Dass man diese Menschen nach wenigen Monaten der Arbeitslosigkeit genauso behandele wie diejenigen, die nicht lange gearbeitet hätten, sei "eine Gerechtigkeitslücke bei Hartz IV".

Kritik kommt auch aus dem Wirtschaftsflügel der Unionsfraktion. Der Chef der Mittelstandsgruppe, Michael Fuchs, forderte die SPD auf, bei den Reformen Kurs zu halten. Die SPD müsse den Mut aufbringen, zu dem zu stehen, was sie selbst entschieden habe, sagte der CDU-Politiker der Chemnitzer Freien Presse. Er forderte von den Sozialdemokraten "nicht gleich einzuknicken, und dem Druck von Oskar Lafontaine und seiner Linkspartei zu widerstehen".

Skepsis bei Wirtschaftsexperten

Bei Wirtschaftsforschern stößt der SPD-Vorstoß auf Kritik. "Das wäre ein schlimmer Rückschritt, der mitten ins Herz der so mühevoll durchgesetzten Arbeitsmarktreformen zielen würde", sagte der Konjunkturchef des Zentrums für Europäische Wirtschaftsforschung (ZEW), Friedrich Heinemann, der Berliner Zeitung.

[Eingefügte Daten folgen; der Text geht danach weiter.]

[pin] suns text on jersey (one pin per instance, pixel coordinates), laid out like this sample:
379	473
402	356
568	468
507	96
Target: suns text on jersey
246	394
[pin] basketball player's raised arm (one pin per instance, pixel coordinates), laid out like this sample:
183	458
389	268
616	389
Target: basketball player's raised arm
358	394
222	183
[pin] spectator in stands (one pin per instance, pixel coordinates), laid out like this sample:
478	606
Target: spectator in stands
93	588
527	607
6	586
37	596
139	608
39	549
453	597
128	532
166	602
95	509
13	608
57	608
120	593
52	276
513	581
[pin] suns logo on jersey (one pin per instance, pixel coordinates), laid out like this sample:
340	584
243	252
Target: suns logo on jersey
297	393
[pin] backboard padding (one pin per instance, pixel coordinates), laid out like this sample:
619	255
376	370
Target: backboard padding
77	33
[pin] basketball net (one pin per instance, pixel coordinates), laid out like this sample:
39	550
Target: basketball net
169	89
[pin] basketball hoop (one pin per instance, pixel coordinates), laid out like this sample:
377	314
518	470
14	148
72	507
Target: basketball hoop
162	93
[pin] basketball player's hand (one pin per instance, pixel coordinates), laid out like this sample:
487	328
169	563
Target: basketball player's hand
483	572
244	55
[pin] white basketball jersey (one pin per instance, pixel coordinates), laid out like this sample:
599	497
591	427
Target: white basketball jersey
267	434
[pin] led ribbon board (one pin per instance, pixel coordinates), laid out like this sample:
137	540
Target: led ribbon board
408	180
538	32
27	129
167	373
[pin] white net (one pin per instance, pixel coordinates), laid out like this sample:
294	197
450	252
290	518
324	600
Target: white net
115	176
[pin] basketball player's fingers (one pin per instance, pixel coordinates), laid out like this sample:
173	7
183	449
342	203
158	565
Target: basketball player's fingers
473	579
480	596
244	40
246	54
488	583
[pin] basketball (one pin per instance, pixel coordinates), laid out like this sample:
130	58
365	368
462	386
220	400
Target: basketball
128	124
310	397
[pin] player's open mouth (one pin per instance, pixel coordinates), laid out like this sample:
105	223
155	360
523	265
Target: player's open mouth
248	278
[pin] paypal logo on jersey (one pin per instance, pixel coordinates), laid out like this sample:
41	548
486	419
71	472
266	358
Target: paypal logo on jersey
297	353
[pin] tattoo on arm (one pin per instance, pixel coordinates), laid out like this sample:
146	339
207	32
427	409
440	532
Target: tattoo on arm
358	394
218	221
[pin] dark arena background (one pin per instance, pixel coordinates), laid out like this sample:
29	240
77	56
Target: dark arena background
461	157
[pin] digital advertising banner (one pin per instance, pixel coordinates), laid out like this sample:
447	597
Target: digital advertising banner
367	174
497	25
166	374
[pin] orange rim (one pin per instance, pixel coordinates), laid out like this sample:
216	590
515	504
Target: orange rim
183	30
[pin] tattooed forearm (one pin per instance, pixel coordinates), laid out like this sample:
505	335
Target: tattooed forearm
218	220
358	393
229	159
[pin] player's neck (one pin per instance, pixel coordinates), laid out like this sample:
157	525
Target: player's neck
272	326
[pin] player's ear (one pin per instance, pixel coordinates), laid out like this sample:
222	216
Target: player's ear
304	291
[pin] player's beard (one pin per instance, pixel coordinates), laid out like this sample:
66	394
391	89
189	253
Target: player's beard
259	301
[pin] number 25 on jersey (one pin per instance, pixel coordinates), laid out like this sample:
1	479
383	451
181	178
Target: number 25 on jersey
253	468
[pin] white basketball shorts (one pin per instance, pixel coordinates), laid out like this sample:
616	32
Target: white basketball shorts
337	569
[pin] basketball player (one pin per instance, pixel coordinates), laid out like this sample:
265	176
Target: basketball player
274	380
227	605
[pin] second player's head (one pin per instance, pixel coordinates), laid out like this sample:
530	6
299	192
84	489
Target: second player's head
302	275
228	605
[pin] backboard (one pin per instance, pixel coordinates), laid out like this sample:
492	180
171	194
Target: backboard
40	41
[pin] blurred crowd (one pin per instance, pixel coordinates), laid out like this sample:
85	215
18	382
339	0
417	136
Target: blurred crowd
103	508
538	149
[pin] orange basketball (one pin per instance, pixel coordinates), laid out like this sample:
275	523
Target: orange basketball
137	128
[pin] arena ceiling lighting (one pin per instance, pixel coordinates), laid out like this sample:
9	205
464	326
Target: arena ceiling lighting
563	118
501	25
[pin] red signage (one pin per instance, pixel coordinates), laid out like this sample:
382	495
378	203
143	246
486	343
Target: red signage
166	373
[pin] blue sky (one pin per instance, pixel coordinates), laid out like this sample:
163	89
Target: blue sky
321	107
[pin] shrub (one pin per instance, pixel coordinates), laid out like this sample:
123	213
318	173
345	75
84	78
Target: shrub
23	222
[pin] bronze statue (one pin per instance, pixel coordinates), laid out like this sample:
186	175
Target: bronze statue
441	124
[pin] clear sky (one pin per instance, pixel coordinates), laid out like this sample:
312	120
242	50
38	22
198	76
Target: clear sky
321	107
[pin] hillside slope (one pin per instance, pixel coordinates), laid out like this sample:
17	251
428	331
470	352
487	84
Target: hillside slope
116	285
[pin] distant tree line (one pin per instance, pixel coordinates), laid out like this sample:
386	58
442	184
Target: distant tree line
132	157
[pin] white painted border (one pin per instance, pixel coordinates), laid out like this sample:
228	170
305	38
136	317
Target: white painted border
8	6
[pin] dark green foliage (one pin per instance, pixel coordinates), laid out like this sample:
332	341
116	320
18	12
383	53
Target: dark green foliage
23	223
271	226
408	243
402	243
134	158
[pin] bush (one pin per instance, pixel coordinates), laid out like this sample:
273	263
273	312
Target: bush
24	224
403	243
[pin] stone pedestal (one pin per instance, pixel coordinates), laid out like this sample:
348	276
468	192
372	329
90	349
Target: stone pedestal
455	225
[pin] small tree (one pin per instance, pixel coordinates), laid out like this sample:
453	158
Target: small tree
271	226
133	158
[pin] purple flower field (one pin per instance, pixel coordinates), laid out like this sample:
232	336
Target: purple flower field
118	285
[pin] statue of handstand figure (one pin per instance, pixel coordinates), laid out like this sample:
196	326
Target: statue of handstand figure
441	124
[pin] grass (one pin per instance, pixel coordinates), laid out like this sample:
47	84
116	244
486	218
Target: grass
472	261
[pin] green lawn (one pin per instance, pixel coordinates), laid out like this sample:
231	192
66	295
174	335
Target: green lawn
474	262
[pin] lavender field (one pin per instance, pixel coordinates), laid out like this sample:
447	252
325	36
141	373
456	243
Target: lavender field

Die Begrenzung der Bezugsdauer für das ALG I habe für Betroffene starke Anreize geschaffen, sich wieder einen Job zu suchen. "Seit den 90er Jahren war die Bezugsdauer gestiegen und das hat faktisch zu einer dauerhaften Verlängerung der Arbeitslosigkeit geführt", sagte Heinemann.

Der Arbeitsmarktexperte des Deutschen Instituts für Wirtschaft Berlin, Christian Dreger sagte, er sehe "keine Notwendigkeit, die Hartz-Reform in diesem Punkt zurückzunehmen". Die kürzere Bezugsdauer habe sich bewährt, weil sie Anreize gesetzt habe, Arbeit aufzunehmen. Zudem sei die Gefahr groß, dass bei einer Verlängerung der Bezugsdauer die Sozialkassen zu stark belastet würden.